For entrepreneur-turned-investor Yesenia Gallardo Avila, switching sides of the table was all about representation.
She joined the team at Occam Advisors three years ago to work with one of the firm’s clients, a London-based family office called Potencia Ventures. She is investing that firm’s capital, which was generated from real estate.
Potencia had a generalist tech investing and impact strategy in 2009 but zeroed in on education and future of work investments in 2015. Those investments are largely in Latin America, India and the U.S. Potencia invests in other funds as a limited partner and directly into companies. Those decisions are led by Avila.
Since Avila started working with the firm, it has made direct investments anywhere from seed to Series A stage. Potencia has a portfolio of 30 funds it has invested in as an LP. Four to five of those manager evaluations were under Avila’s purview. On the direct investment side, she has led their last four to five investments.
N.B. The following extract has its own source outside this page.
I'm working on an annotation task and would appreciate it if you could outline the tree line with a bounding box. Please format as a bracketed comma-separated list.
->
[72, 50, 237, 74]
“Even as much time as I have spent in communities where there are underrepresented managers and founders, the assets that we manage are significant enough that I have only met roughly five other, in the U.S., Latina women who have this kind of decision making and managed this asset size,” she said of her decision to join Occam.
“There is a lot more diversity in junior, mid-level folks in different firms,” she added. “That was really important for me to have more of a face and a voice where we see so few women and Latinx especially. The numbers are pretty dire.”
According to the latest study of diversity within venture capital, Hispanic representation was 7% of the workforce and just 4% of investment professionals. The study was done by the National Venture Capital Association and Deloitte.